I read an interesting statistic on terrorists apprehended at the US/Mexico border in the past 3 years. Check this out: “In fiscal year 2023, Border Patrol reported apprehending 151 migrants with positive terrorism watch-list matches who entered the U.S. illegally along the southern border, an all-time high for the region that eclipsed the previous record of 98 set in fiscal year 2022, government figures show. In fiscal year 2021, the agency reported just 15 such apprehensions.”
So the real question is: “How many came across the border that they do not know about?”
Muslims being knocked around over there may “inspire” more attacks here. The US has been pretty quiet since the major operations in Iraq were wound down. Unlike 2016, we were not hearing a lot of posturing about “Muslim bans”. Most of the attention has been on Asians, Hispanics, and gays. But the US trying too hard to tip the scales in favor of Israel could get people wound up again.
It helps that the U.S. is now a net exporter of petroleum, and no longer an importer. So disruptions in the global oil markets don’t have quite as much impact as they did back in the day - also making it far less likely that OPEC would try to repeat the 1973 oil embargo.
While, last I knew, US law prohibited exporting crude, there is no limit on exports of refined products. If the price of gas or diesel soared anywhere else, due to war with Iran, or an embargo, or mining of the Persian Gulf, USian fuel would be exported to where it can find the highest price, meaning the price in the US would soar also.
Sure, but the impact of that would be much more muted than in 1973. The U.S. is now the world’s largest producer of oil, having passed Saudi Arabia. And we’re a net exporter of petroleum products. Which is beneficial to the U.S. in three ways.
First, rising prices aren’t as much of an unalloyed negative as they used to be - rather than foreign producers benefiting from the higher prices (and our import costs being driven up), domestic producers will reap those gains.
Second, we’re no longer an easy or obvious target for an embargo - a conscious decision not to export to the U.S. specifically as an instrument of Gulf State foreign policy. We just don’t import much at all from there - or OPEC generally - any more. If they wanted to seriously affect world oil and fuel prices through an embargo, they’d have to target it at China and India (who are now their main customers). That just doesn’t work that well - especially in this specific context, since neither is likely to be a strong supporter of Israel.
And finally, we now have the capacity to respond to an external oil shock.
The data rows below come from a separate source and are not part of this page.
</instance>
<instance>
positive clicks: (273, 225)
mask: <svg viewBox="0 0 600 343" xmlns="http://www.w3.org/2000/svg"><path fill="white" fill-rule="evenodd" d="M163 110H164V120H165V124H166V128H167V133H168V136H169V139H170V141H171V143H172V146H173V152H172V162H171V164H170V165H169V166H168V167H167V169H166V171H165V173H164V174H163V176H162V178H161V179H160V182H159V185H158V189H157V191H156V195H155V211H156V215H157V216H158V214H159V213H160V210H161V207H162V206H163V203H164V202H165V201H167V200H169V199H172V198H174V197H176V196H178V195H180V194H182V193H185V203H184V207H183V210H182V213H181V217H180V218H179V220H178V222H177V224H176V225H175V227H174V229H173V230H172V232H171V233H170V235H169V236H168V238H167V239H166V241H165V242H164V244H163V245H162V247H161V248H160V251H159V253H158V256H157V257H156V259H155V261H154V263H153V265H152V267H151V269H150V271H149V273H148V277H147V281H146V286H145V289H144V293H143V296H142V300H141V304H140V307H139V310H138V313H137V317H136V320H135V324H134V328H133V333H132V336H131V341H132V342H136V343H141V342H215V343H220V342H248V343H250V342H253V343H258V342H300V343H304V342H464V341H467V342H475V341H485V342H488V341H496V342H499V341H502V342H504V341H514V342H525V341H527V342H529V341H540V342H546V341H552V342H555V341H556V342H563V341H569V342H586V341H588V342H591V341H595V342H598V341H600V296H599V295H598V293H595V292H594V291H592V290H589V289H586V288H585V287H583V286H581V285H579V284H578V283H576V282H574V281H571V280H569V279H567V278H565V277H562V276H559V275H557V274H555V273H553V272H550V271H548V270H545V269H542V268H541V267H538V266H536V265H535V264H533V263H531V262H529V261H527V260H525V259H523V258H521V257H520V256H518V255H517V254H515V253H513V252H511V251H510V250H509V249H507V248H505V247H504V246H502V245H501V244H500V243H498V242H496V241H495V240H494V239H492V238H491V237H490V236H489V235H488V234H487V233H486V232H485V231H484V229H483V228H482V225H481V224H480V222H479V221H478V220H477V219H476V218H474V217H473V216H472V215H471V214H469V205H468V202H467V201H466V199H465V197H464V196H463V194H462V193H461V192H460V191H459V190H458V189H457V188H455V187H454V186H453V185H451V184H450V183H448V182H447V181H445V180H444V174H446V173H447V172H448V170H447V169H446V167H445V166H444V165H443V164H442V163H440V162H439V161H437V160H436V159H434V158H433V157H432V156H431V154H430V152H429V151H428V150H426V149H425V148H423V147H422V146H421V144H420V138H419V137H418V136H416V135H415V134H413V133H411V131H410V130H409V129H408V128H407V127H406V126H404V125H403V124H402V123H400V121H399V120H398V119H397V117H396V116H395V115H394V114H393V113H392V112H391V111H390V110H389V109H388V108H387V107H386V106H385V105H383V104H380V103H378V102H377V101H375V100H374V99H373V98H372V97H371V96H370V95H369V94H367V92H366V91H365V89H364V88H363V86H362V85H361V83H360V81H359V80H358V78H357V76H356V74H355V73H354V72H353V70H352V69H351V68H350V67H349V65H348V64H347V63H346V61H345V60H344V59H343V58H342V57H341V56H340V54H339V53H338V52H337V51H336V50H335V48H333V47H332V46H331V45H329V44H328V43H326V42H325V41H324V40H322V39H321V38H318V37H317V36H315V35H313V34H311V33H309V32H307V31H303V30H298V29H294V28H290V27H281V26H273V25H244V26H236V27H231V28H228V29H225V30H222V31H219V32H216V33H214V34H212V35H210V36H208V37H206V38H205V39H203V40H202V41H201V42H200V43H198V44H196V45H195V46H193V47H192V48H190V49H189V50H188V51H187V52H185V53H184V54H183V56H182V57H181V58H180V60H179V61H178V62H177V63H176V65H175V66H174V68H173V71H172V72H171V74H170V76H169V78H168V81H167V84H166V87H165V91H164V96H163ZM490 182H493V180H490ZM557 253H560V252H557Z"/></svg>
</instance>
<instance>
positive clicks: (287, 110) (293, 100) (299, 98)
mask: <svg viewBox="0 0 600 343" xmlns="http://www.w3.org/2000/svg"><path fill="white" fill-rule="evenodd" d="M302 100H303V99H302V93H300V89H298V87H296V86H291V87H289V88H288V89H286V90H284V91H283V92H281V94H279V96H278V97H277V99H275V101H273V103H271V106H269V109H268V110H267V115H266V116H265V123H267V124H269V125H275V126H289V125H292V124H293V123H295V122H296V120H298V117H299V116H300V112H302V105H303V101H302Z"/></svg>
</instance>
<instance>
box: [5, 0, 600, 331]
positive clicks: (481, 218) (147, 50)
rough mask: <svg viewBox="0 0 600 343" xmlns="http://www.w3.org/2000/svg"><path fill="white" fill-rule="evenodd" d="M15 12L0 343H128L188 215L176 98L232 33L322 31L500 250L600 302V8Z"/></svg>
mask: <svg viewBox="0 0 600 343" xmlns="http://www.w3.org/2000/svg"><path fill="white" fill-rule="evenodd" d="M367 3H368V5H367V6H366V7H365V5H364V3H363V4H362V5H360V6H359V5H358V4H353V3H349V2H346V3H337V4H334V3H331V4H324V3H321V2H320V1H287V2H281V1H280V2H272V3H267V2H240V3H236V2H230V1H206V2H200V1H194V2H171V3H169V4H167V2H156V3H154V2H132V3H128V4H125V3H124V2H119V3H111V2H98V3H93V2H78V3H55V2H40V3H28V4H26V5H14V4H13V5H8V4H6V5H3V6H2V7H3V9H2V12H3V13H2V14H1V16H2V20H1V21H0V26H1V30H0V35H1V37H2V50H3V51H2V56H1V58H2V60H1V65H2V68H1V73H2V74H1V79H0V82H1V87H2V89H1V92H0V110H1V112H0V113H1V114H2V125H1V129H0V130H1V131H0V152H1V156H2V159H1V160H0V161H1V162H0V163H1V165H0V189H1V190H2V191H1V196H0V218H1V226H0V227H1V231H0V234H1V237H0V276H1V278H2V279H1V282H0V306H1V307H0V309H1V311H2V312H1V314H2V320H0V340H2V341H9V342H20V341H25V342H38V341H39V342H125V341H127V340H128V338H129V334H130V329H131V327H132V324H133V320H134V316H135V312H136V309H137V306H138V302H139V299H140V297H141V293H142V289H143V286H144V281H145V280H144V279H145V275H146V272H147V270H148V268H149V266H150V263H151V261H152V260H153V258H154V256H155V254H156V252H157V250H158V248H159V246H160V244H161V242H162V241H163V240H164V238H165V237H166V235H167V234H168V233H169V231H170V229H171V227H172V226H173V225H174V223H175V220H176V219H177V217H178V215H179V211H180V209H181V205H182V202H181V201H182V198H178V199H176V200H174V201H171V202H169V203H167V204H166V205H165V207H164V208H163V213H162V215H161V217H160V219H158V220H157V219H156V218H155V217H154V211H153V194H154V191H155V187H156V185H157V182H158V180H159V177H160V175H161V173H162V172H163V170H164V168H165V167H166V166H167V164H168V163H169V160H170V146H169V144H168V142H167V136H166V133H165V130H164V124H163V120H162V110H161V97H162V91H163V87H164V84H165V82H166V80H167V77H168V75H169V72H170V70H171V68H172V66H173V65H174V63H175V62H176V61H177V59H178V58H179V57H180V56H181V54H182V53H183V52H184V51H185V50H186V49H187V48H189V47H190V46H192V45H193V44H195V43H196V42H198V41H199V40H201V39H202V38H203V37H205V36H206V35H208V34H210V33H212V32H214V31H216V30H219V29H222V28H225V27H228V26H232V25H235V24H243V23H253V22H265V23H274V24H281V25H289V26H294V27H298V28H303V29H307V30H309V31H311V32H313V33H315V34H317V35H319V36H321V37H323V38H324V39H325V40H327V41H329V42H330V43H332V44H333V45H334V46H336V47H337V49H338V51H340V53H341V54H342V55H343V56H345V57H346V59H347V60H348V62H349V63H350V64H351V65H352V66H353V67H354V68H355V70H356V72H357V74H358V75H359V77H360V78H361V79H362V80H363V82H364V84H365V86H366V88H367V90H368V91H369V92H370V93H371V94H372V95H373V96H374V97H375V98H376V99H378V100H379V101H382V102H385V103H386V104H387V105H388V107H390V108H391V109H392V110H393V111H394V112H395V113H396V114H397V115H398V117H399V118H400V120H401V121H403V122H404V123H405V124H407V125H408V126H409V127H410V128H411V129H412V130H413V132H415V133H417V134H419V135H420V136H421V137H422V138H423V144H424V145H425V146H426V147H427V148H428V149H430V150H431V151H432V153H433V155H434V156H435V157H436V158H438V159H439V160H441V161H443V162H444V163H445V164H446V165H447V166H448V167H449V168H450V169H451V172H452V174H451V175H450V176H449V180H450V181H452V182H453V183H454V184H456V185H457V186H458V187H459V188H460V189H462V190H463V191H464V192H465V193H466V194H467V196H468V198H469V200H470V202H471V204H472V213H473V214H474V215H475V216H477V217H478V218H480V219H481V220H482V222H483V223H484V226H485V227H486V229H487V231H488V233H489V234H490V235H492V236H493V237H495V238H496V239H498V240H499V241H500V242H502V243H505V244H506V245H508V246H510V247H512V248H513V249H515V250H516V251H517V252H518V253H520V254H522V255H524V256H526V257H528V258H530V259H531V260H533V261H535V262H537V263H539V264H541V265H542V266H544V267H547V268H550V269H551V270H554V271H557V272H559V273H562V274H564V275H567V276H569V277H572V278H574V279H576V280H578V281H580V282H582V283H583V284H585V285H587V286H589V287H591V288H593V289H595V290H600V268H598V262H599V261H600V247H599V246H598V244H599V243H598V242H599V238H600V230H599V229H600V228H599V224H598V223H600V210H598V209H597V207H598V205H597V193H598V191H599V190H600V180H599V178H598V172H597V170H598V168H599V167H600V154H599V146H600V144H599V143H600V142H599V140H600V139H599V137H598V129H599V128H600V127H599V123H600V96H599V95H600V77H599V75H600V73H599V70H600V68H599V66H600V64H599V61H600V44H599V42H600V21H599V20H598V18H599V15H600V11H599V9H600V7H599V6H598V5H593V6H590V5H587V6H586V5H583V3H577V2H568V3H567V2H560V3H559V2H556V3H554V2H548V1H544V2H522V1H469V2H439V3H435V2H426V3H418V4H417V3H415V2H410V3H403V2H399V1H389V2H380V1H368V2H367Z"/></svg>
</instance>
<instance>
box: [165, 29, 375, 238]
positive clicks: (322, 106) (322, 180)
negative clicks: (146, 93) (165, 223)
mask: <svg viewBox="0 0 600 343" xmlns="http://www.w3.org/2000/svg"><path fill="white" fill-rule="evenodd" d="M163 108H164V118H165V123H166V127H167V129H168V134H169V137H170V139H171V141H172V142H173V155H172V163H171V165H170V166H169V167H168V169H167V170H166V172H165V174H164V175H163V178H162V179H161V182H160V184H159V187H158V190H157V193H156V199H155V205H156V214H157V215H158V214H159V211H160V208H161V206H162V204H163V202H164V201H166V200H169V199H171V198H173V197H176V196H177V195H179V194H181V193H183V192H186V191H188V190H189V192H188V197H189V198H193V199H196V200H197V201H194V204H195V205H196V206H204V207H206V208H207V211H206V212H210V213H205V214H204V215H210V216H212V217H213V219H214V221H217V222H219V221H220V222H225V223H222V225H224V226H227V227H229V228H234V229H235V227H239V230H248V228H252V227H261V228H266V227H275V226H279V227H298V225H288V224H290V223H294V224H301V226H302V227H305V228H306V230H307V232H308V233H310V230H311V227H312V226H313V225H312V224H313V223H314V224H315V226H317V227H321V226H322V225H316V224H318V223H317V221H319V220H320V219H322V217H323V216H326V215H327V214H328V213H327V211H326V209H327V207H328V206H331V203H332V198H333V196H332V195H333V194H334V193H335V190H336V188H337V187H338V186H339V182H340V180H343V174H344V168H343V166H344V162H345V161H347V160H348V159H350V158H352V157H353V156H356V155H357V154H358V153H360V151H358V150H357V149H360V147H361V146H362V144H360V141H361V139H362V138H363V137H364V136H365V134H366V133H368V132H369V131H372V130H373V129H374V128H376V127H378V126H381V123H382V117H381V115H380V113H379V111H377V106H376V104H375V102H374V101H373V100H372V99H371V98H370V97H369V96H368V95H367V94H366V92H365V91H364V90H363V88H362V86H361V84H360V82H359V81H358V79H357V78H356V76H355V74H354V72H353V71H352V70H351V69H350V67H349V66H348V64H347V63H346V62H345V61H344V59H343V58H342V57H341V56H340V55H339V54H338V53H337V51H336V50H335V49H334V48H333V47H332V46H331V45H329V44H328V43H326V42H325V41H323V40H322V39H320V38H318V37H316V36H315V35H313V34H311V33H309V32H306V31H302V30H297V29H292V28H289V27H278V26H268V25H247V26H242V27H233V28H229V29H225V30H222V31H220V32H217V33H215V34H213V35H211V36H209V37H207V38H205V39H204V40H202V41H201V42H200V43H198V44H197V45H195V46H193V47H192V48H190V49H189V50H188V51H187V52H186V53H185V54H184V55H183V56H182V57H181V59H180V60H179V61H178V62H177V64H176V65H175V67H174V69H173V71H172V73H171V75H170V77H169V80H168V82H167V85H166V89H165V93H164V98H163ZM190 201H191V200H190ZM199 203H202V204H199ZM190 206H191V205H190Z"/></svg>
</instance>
If OPEC oil gets locked in - either by choice or by conflict - then we can step up and be the swing producer to provide additional global capacity.
None of this makes us immune from big swings in oil prices, but it puts us in a much better position than in 1973.
Back then the leader of OPEC was actively in favor of Palestine and convinced the ARAB members of OPEC (AOPEC) to embargo oil which is what “helped deepen the 74 recession.” Now the House of Saud prefers peace with Israel.